I’m in an alley. It’s nighttime. There are dumpsters and garbage bags and I think I can hear a rat or nine snuffling around nearby. I’ve just woken up here. I have no idea where I am or what is going on. But that’s not unusual. I will say what I see.
The evening is cool, and in the distance, where the alley meets the street, I can see people strolling in their autumn clothes. Occasionally I’ll see a scarf on someone’s neck, but it’s not quite that cold yet. Cool, not chilly.
There are doors. Of course there would be. Above the doors are signs. “Deliveries, ring twice”, “Wing’s Famous Chinese Food”, but the one that catches my eye is “Stage Door”. I could approach, I could just walk in on my own, but I’d rather just stay here in the alley, crouching here alone for a little while. The last few times have been so draining and so fast-paced and so poorly written that I need to catch my breath.
There are also a few cars out here. Nothing expensive, no luxury cars, no money here. Utility rules the day for the most part. Small beaters, enough to get you where you’re going if where you’re going is nearby. Don’t make plans for extensive road-tripping in them. The people who own them won’t have the time for road-tripping anyway, I’d imagine, what with them having to hold down two or three jobs just to pay the bills, just to make it through the month without dying.
Bit by bit, as I wait here, the cars drift away. One was the delivery car for the Chinese restaurant, and the scent of fried yummy things was very tempting. Another two belonged to men from the door marked “Deliveries, ring twice”.
Out of the stage door there came a gaggle of young women and men, fit, beautiful. Dancers, I’d imagine. They pile into two of the remaining cars and drive off. There is only one car left.
It’s different than the others, and was hidden from my vantage point until now. It’s old, or at least it’s styled old. Maybe from the 40s or 50s. It’s either very expensive or it’s very not expensive, and I cannot yet tell which.

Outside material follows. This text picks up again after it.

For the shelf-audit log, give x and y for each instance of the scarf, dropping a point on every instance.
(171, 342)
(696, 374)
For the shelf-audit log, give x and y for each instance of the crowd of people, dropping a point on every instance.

The stage door opens again and a familiar figure emerges, silhouetted for a moment. As the door slams shut behind her, the figure walks towards the remaining car. I catch a look at her face as she passes under a light.
Well this was all very easy, all I’ve done is sat on my ass and there She is. Convenient! She opens the door to her car, climbs in. The door shuts with a satisfying clunk, the sound of a heavy door without any plastic faff in it. I stand and walk towards her.
She’s checking the rear-view mirror, adjusting her hair. As I get closer, She tweaks to the movement and our eyes meet. She smiles and waves. I start to wave back, but something is wrong. There’s someone in her back seat.
She must have seen the shadow pass over my expression because She also dropped the smile. But before I can scream a warning, the man in her back seat, wearing a mask of the face of She, had put a rag over her face and knocked her out.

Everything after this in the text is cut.